Isolating at the Hardware Limit with Virtines

Artifact Details

Badges Awarded

Artifact Available Artifact Functional Results Reproduced
Artifacts Available (v1.1) Artifacts Evaluated - Functional (v1.1) Results Reproduced (v1.1)

Artifact contents

This artifact contains the source code for WASP, an embedded micro-hypervisor for supporting Virtines - an abstraction for isolating code at function level granularity for serverless settings. Extensive documentation is provided for WASP, including examples of how to use the Virtines API. Reproducibility is a core feature of this artifact, with a series of build scripts and example applications provided. A single Makefile that enables simple centralized automation of the whole artifact evaluation is included.

Environment(s) used for testing

The AEC evaluators mainly used the Chameleon and CloudLad infrastructures for the purposes of this evaluation. The paper authors provided profiles in the artifact for configuring our academic cloud instances. Evaluation was also made possible using a local machine providing that supported x86 virtualisation extensions.

System setups used

  • Chameleon Cloud CHI@UC skylake instance with CC-Ubuntu20.04.
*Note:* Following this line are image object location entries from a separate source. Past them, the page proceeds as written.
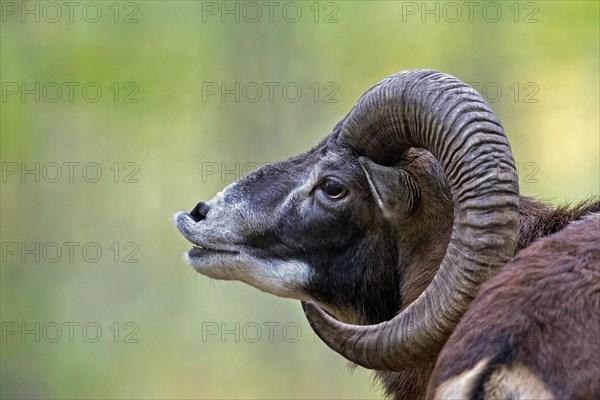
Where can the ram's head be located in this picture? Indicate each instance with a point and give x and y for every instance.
(419, 175)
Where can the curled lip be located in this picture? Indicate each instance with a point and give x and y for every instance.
(186, 226)
(199, 251)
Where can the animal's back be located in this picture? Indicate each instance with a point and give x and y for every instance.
(534, 329)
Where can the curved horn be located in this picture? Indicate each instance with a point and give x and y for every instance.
(438, 112)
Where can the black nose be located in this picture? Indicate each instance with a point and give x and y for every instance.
(199, 212)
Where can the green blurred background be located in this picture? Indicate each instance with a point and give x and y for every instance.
(163, 140)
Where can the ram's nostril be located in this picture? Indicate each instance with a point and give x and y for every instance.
(199, 212)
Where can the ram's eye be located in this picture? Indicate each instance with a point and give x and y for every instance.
(333, 189)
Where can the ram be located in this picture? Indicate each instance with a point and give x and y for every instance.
(405, 237)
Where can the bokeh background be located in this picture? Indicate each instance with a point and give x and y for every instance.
(179, 116)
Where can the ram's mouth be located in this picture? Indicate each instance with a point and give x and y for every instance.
(199, 251)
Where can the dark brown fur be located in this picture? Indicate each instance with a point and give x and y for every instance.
(531, 311)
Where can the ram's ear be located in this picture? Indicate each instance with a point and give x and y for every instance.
(395, 191)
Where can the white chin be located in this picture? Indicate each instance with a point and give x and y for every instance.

  • Dell XPS desktop running Ubuntu20.04, with 11th Gen Intel Core i5-11400 and 16GB RAM.

  • CloudLab setup with the profile provided by the authors (c6525-25g, 16-core AMD 7302P @ 3.00GHz, 128GB RAM). Cloudlab instance (AMD EPYC 7302P, Ubuntu 20.04).

How the artifact supports the paper

The artifact includes a Makefile that runs all the experiments and generates graphs exactly as they appear in their paper for easier comparison. The authors list claims C1 - C8 in their appendix, with the TPC members also identifying the following additional claim:

“The effort to incorporate virtines into OpenSSL and Javascript is minimal”.

The evaluators were able to validate most of the claims reported in the paper. More precisely, they found that the trends (e.g. speed-up or slow-down) remained consistent with the ones reported in the paper. However, the exact magnitude of each trend would differ depending on the hardware platform used, e.g. Figure 13 (b) showed around a 60% slowdown on an AMD EPYC 7302P CPU compared to the 12% reported in the paper. However, the authors provided their own data with WASP running on the same academic clouds used by the AEC, and when comparing against these then all the claims are strongly supported.

Additional notes

Overall, the evaluators felt that this is an excellent artifact presenting a range of best practices for the systems community. The use of a single Makefile for automating the processes made the evaluation more focused on the results, rather than on trying to get the artifact to work. Data dumps from the authors running their system on the academic clouds made it easier to make a judgment call when the results obtained were significantly different to the results of the paper. The authors not only document how to reproduce the paper’s results, but also how to use their artifact for further research or experimentation. The artifact includes clear, basic and easily accessible examples for that purpose.